La traduction du titre L’importance d’être constant n’est pas exacte : en
anglais, « to be earnest » signifie tenir parole, être sérieux et sincère.
C’est justement ce que celui qui s’auto-désigne du nom d’Ernest
(Constant en français) dans la pièce n’est pas. Ce titre est à l’image des
aphorismes qui émaillent ses textes et continuent d’assurer son
succès : un trait d’esprit 1 . En effet, la formule percute, et elle pose au
traducteur un problème crucial, puisqu’il s’agit de traduire l’ambiguïté
sans l’expliciter. Surtout, elle suggère des signifiés multiples, au-delà
de l’intention consciente de celui qui les a formés, un processus que le
personnage de Gwendolen identifie très bien et qu’elle traduit en
termes corporels : « C’est un prénom divin. Il possède une musique
rien qu’à lui. Il produit des vibrations » (71) 2 . Voilà déjà le pouvoir du
signifiant exprimé en termes plus qu’érotiques, ce qui nous met sur la
voie d’une interprétation possible.
La pièce s’ouvre sur une intrigue de mariage, comme dans les grandes
comédies shakespeariennes.

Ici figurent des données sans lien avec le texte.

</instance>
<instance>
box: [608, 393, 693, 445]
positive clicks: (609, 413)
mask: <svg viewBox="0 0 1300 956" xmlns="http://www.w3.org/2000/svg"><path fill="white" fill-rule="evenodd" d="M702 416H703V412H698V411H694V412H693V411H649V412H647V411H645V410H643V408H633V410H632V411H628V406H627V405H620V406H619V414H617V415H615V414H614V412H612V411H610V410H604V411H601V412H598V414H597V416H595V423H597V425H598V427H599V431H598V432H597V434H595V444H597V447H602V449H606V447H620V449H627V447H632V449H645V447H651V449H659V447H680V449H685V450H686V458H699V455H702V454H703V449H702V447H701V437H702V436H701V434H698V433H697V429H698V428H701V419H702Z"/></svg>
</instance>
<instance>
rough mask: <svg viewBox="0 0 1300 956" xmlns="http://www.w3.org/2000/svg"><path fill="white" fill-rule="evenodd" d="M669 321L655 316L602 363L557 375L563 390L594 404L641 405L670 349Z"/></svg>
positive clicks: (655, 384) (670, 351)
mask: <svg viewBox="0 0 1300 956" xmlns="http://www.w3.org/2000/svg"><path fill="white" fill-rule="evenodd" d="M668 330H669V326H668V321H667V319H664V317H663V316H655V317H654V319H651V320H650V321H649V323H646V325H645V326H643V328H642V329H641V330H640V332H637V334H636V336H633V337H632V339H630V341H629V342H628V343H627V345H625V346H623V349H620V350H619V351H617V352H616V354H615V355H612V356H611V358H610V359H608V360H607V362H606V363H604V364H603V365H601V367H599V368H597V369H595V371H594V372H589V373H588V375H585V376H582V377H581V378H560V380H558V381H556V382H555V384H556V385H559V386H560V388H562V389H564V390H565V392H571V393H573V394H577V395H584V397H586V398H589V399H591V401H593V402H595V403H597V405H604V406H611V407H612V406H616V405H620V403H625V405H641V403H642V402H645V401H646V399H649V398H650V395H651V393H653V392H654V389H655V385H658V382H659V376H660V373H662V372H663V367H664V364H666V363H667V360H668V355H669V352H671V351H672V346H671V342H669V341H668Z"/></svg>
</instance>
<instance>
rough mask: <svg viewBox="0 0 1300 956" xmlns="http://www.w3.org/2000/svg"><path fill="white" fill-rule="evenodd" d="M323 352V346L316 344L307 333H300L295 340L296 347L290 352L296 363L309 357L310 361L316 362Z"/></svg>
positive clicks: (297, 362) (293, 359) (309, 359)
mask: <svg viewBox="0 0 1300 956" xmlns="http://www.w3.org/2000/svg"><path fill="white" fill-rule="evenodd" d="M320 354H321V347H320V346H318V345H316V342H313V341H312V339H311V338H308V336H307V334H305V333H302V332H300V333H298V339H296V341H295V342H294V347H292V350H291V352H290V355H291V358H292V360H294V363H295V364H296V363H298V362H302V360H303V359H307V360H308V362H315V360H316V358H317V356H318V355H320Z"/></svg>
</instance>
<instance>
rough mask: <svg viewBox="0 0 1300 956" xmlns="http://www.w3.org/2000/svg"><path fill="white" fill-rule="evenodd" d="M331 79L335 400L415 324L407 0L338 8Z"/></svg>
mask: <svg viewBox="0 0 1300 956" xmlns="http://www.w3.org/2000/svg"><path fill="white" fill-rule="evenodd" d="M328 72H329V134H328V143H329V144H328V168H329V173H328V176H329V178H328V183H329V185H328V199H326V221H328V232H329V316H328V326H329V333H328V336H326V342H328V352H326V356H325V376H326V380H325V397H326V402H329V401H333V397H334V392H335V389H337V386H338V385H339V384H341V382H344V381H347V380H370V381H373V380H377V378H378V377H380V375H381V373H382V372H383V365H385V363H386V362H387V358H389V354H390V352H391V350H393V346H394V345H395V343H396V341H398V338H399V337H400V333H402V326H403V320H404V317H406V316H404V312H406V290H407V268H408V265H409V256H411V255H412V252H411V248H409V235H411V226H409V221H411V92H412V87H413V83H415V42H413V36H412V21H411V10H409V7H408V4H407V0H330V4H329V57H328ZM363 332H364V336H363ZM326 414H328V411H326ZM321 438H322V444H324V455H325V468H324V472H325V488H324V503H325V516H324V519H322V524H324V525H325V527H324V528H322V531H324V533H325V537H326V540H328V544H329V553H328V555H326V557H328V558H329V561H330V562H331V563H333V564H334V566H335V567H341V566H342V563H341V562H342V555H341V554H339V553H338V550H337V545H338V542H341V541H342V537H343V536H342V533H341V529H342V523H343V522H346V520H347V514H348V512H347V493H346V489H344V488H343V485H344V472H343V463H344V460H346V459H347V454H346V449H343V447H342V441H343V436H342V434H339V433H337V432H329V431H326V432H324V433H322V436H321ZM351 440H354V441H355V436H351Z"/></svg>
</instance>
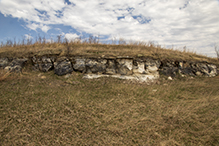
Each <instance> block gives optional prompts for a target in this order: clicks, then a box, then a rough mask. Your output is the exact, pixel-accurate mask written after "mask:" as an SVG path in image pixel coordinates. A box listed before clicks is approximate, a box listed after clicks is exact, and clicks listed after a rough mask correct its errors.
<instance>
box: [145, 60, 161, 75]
mask: <svg viewBox="0 0 219 146" xmlns="http://www.w3.org/2000/svg"><path fill="white" fill-rule="evenodd" d="M160 64H161V63H160V62H159V61H158V60H152V59H151V60H147V61H146V62H145V68H146V73H148V74H153V73H158V69H159V67H160Z"/></svg>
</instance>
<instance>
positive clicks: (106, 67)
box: [106, 60, 116, 75]
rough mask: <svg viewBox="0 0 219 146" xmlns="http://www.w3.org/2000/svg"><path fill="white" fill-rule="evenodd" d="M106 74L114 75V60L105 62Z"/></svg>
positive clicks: (115, 72) (115, 71)
mask: <svg viewBox="0 0 219 146" xmlns="http://www.w3.org/2000/svg"><path fill="white" fill-rule="evenodd" d="M106 74H110V75H112V74H116V64H115V60H107V64H106Z"/></svg>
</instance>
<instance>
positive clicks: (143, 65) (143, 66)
mask: <svg viewBox="0 0 219 146" xmlns="http://www.w3.org/2000/svg"><path fill="white" fill-rule="evenodd" d="M133 73H134V74H145V73H146V71H145V63H144V62H143V61H137V60H134V63H133Z"/></svg>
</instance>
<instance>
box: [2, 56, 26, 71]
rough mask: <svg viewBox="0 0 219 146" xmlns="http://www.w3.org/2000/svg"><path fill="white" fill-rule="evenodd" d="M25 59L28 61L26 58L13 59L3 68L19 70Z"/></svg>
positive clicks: (21, 68) (23, 66)
mask: <svg viewBox="0 0 219 146" xmlns="http://www.w3.org/2000/svg"><path fill="white" fill-rule="evenodd" d="M27 61H28V59H27V58H22V59H21V58H16V59H13V60H12V62H11V63H9V64H8V66H6V67H5V69H6V70H8V71H12V72H20V71H21V70H22V68H23V67H24V65H25V63H26V62H27Z"/></svg>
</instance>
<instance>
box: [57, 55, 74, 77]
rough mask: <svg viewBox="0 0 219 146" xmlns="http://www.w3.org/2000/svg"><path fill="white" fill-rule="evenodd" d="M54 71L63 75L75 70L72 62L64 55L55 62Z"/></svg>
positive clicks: (71, 71)
mask: <svg viewBox="0 0 219 146" xmlns="http://www.w3.org/2000/svg"><path fill="white" fill-rule="evenodd" d="M54 72H55V74H57V75H59V76H62V75H66V74H68V73H71V72H73V68H72V64H71V62H70V61H69V59H68V58H66V57H62V58H59V59H57V60H56V62H54Z"/></svg>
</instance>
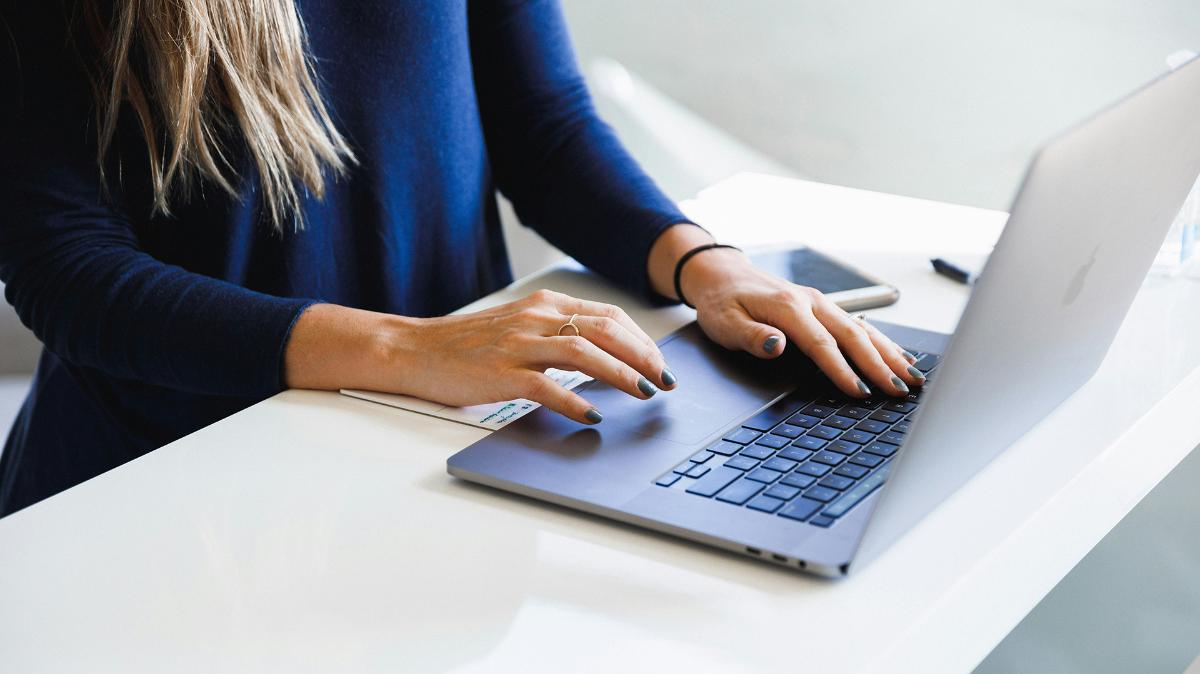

Elle est construite sur un jeu de dupes dû
à la double vie des deux personnages masculins : John Worthing (dont
le surnom est Jack) élève à la campagne une jeune fille dont il est le
tuteur, mais on le connaît à Londres sous le nom d’Ernest. C’est le
nom qu’il donne à un frère inventé dont il est censé s’occuper, ce qui
explique ses séjours dans la capitale, où il profite en fait d’une vie
dissolue dont on ne connaîtra pas les détails. Algernon, son ami,
découvre la supercherie grâce à un étui à cigarettes égaré, où une
inscription le désigne comme Jack. Ernest/ Jack, obligé de s’expliquer,
découvre qu’Algernon a également inventé un double pour échapper à
1
Voir la préface du Portrait de Dorian Gray.
O. Wilde, L’Importance d’être constant, Paris, Gallimard, « Folio Théâtre », traduction J.-M. Desprats, 2013. Le
numéro des pages entre parenthèses renvoie à ce texte.